The Christmas holiday is the biggest disruption to trading on the Chicago Board of Trade because there is a tendency for traders to blow off the market and take time off.
Everyone needs to do it, and at some point family concerns overwhelm the need to be “in the market.” So, some traders leave town before Christmas and come back after the New Year.
Maybe this effect used to be more pronounced, back when all the trading was done in the pits, with actual pit traders. Now that it is done with computers, a trader can always sneak off to the den to trade a little while the plum pudding is being consumed. The hard core can sneak out of bed in the middle of the night.
That leaves people like me guessing what the result will be.
What we call “thin trading” can result when a lot of traders are out of town. If there is some reason for markets to go higher or lower, the effect can be magnified by the lack of liquidity represented by few traders in action.
So, when markets started lower during the holidays, I heard myself telling customers that this might just be the holiday effect, and the prices would bounce back on Monday.
It would have helped if I had any good reason to believe that. Maybe it is the farmer in me. I just can’t get used to corn under $4.
I keep telling farmers to sell beans, with a clear conscience. I need to buy corn, but I am not passing out advice at these prices.
This price might be all we get, but I don’t want to be remembered for advising sales, even if I am inevitably remembered for being the guy who bought your corn at these prices.
The March corn futures contract has had three cycles higher since the middle of November, but the highs have not gained. That is, we go up, we go down, we go up again. It makes a nice chart, but the prices are not getting better.
On Nov. 9 we had a low of 4.271⁄2. The high came two days later at 4.271⁄2. On Dec. 2, the low was 4.181⁄2. This was also the contract low. The next high came also two days later at 4.391⁄2.
That was a nice two-day swing, but we went back to a 4.201⁄2 low on the 16th.
The next high was on the 23rd, at 4.36, followed by a low of 4.26 on the 27th, then a low of 4.24 today, Monday, Dec. 29.
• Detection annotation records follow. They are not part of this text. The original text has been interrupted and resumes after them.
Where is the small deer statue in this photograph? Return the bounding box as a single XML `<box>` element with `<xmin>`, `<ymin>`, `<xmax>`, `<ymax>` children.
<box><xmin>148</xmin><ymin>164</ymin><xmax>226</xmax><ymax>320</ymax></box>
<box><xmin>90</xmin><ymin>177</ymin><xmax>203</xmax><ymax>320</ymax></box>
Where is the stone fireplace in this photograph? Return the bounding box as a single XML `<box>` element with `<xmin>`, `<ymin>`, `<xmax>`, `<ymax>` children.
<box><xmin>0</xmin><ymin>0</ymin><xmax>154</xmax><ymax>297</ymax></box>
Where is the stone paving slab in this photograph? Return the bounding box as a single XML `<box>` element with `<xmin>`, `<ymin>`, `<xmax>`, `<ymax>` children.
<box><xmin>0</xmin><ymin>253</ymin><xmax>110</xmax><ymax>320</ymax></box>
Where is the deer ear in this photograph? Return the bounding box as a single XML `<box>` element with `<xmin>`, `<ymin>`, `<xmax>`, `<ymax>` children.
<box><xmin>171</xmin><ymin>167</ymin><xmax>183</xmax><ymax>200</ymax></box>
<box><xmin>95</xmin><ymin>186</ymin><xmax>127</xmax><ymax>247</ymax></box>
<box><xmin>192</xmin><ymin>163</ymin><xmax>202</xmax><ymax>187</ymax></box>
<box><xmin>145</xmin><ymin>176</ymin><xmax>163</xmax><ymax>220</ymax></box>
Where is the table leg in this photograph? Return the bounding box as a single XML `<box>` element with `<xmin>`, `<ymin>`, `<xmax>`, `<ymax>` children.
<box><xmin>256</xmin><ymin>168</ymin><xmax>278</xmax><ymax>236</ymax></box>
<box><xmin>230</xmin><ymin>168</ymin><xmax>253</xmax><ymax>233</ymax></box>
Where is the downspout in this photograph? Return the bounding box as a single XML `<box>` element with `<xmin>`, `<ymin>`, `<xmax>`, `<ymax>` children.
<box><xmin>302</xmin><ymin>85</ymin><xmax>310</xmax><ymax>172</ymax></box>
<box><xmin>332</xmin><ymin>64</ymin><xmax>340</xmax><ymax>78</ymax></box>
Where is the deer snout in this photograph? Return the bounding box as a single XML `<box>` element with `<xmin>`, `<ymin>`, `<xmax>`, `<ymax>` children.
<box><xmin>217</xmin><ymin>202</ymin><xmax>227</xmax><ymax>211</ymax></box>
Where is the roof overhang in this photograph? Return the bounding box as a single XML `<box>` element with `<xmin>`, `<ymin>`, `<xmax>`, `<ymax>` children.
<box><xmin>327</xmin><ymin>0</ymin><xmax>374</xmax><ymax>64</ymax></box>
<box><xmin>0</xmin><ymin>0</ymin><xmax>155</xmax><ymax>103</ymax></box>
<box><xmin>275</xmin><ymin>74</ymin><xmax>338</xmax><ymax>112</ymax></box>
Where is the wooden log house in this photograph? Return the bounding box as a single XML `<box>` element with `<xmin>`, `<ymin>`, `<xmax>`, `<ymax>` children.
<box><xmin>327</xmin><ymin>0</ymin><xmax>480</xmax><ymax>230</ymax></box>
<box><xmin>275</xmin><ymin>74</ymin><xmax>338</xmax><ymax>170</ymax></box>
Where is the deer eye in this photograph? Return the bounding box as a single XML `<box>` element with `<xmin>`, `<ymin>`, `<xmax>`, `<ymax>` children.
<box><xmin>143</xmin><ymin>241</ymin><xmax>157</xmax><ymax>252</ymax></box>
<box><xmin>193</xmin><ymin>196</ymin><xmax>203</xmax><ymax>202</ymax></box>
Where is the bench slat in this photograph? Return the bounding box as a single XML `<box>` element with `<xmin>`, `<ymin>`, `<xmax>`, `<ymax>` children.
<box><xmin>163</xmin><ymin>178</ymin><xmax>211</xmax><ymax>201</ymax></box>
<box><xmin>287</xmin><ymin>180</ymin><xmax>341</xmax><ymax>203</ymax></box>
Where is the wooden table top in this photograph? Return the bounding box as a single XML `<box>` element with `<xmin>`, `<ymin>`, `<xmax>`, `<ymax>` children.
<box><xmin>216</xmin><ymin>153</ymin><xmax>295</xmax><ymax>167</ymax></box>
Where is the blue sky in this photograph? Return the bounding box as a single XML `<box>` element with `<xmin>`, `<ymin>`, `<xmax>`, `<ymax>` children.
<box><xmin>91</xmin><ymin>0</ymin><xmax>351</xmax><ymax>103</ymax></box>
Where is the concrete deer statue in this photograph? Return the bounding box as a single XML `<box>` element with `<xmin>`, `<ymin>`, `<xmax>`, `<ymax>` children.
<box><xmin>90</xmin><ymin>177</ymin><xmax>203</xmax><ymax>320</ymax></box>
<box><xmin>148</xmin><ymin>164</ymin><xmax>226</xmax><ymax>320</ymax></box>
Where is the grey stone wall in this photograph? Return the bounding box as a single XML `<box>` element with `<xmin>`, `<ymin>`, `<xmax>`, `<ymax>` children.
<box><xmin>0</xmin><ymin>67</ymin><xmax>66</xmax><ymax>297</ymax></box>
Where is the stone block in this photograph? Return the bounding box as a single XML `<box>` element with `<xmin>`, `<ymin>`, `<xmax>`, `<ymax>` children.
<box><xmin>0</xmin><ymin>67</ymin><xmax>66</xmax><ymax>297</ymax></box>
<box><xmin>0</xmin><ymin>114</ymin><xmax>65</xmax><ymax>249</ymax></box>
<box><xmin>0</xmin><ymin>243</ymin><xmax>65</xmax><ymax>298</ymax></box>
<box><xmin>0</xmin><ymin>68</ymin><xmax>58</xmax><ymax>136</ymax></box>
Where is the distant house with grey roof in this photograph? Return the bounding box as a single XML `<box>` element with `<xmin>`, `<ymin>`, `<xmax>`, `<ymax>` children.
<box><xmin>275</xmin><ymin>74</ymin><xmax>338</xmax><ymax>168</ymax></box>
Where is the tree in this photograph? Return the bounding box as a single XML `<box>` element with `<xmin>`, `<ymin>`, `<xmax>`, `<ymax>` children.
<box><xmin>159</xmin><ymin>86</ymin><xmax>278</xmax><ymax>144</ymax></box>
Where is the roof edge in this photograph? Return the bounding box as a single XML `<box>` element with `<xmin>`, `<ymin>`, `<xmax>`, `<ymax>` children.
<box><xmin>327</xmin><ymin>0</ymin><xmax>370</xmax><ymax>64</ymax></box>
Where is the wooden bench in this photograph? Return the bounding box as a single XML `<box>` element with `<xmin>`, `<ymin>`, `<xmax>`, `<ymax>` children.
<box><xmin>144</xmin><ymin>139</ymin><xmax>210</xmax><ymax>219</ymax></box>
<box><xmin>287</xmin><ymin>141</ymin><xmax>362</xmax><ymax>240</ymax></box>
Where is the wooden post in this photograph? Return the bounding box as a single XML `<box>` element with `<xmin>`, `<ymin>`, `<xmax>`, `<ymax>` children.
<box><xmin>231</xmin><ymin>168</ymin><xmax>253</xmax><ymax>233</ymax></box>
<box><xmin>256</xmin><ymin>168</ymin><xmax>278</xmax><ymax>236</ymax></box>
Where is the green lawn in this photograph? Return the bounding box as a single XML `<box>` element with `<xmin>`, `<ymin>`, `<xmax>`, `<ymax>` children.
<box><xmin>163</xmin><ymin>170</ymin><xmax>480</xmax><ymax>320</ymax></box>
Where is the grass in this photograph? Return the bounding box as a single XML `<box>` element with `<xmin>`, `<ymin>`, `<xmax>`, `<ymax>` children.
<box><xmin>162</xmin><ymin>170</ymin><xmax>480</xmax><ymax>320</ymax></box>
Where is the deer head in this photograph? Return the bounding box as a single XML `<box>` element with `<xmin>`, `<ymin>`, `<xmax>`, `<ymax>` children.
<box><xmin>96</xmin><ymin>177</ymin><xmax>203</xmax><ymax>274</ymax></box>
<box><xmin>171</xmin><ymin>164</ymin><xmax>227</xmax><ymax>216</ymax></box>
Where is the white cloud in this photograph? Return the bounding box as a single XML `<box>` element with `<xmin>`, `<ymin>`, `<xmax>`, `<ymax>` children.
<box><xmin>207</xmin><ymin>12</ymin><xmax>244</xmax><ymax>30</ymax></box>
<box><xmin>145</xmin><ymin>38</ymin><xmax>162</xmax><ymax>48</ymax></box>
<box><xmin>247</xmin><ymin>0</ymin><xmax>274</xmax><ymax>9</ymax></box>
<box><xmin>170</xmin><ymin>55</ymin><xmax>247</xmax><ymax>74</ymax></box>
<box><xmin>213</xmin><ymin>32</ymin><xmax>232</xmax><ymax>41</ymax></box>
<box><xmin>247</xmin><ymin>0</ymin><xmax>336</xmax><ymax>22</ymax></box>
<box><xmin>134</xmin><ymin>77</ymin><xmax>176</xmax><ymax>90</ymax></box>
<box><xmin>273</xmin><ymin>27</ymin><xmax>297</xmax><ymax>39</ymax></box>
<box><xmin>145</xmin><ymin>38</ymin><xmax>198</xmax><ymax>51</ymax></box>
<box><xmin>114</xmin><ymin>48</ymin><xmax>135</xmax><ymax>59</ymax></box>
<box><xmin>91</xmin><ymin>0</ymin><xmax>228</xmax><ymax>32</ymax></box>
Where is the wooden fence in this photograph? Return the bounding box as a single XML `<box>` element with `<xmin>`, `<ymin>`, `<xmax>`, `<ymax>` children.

The best that can be said about this is that we are in a trading range, and need some news to get out of it. The worst that can be said about this is that the highs are getting lower, and that the holiday slump is not being corrected. Maybe the traders are just staying away until Thursday.
Maybe I am wr..wr..wrong and the market is going to make a new low.
For the last couple of weeks I have been saying that only the March Planting Intentions Report from USDA can help this market. My idea has been that I don’t see bullish news anywhere on the horizon. But, I do think that farmers will like $13 soybeans better than $4 corn.
The trouble is, if we look at new crop corn, it is higher than the current market. The new beans are lower. Looking at new cash prices, we have a comparison that is more like $4 corn and $10.50 beans on the farm. Maybe those prices don’t cause a rush to corn acres.
Watching South America
The wild card now is that the South America soybean crop looks to be huge. As this news hits the market, we might hurt bean prices and thus acres. This could help corn prices. Or, it could all already be in the market, and this is as good as we get.
In the ’90s, we had corn below $2 at harvest, and it looked like prices would never recover. In fact, three months later we were 40 cents higher for no good reason except the old saw: The cure for low prices is low prices.
Maybe somewhere on the horizon is a reason for better prices, and we won’t recognize it until it appears in hindsight on the charts.
Then again, maybe that is wishful thinking at its worst.